Will the Church of England stop selling Issues and presumably making money from the wretched document? It is still on sale on Amazon after all.

And more importantly for everyone.

  • When will we hear apologies from church leaders for the harms that churches have done in relation to policies on human sexuality?
  • How will UK churches communicate their repentance for previous harms done, to churches in other parts of the world which have enthusiastically endorsed such policies in response to their adoption here – particularly those churches which think of the Church of England as their mother church?
  • What will compensation for the anti-gay policies of churches eventually look like?

Comments

  1. Cedric says

    Oh I well remember the day ‘Issues’ landed with a loud thud through the letter box. I had been ordained for over 10 years by then. And I reeled in reading it.
    Before then the general culture of conversation about sexuality in the Church was ‘don’t ask, don’t tell’. And most bishops acknowledged that among their most able and effective clergy many were gay men, some in relationships, and often deployable in parishes where others would not contemplate living and working.
    But remember the context. This was also a period when AIDS was an international emergency and in Britain the Thatcher government sought to outlaw the ‘promotion’ of homosexuality through section 28 of the Local Government Act. And for sure, ‘Issues’ was a direct consequence of the passing of the amended Tony Higton General Synod private members’ motion declaring all ‘homosexual acts’ as sinful. The consequent noise of the shutting of closet doors was deafening.
    In my diocese the bishop asked one of the archdeacons to convene regular confidential meetings with a few gay clergy to offer them an opportunity to talk about the effects of all this on their lives and ministry. Some would not trust the Church to participate in such enterprises. Understandably. And huge numbers of vocations were thwarted and lost. And are to this day, as the toxic debates continue in the C of E in a social context which has changed beyond imagining.
    So thank you Kelvin, as ever, for your insightful questions.

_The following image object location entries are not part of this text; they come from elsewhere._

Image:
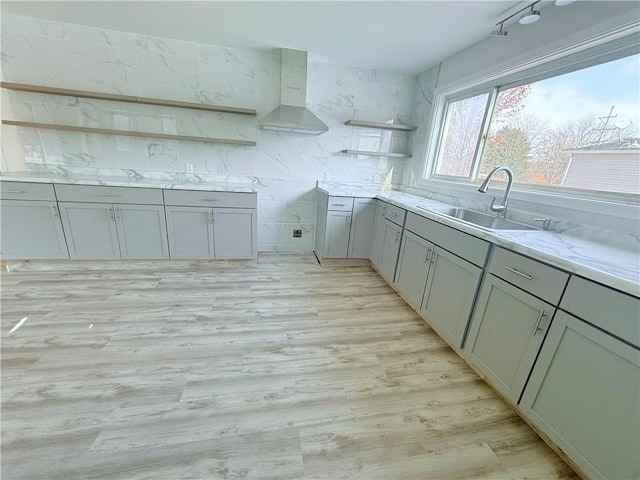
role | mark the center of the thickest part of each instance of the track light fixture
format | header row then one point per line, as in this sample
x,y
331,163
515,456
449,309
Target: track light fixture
x,y
531,16
501,32
528,17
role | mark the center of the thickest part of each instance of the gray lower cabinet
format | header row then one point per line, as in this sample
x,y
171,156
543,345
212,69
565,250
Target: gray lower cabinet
x,y
114,231
449,294
216,233
584,393
378,229
390,248
142,231
31,230
336,240
362,220
234,233
506,331
413,268
90,229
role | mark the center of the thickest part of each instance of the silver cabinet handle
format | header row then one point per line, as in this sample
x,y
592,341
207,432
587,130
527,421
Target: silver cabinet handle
x,y
513,270
537,328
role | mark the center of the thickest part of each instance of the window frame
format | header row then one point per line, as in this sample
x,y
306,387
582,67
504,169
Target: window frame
x,y
558,63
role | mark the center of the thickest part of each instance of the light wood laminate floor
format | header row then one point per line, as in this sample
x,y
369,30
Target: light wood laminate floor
x,y
176,370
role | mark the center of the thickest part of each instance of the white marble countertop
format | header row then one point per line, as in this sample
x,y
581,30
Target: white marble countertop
x,y
614,267
122,181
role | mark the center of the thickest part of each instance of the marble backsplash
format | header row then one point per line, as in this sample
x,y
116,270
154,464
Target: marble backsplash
x,y
283,167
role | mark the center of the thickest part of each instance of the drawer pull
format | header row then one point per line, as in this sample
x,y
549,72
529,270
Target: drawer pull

    • Cedric, I recall you speaking to the LGBT Network at the Cathedral about Issues and that it was reaffirmed by the C of E around about that time too. I wasn’t so aware of it when it was published (being about eight years old at the time and also a Roman Catholic), but I remember so clearly from what you said how devastating it had obviously been and still was. I remember thinking at the time of that reaffirmation, “oh, I can never go home”. It became so clear to me that the Church of England wasn’t somewhere I could feel welcome as long as it was allowed to stand.

  2. Kelvin, I can understand why you are glad that the offensive language of Issues has gone. Ironically, it was actually a statement written by liberals of the day; the main author was Richard Harries.

    And conforming to Issues was never the real question. The real question is conforming to Canons B30 and C26, so that the pattern of life of clergy should reflect the doctrine of the Church ‘according to the teaching of Jesus’. All Issues did was make that clear and unambiguous (though in an unhelpful and obsessive way) with regard to sexual intimacy. Ironically, it was the liberal ‘don’t ask, don’t tell’ policy which cemented Issues in place as a response.

    And of course, with Issues gone, the Canons remain in place, and the demand is the same. The good thing about GPCC is that it sets this one issue in the context of many others, which is much healthier.

    But on the question in hand—nothing has changed. You seem to have missed that.

    • No Ian. It isn’t that I’ve missed that. It is that I don’t believe that.

      Issues was a massively offensive document that coloured absolutely everything the Church of England had to say about sexuality. Changes to Canons will look significantly different in the light of its removal.

      A great deal is changed by its removal.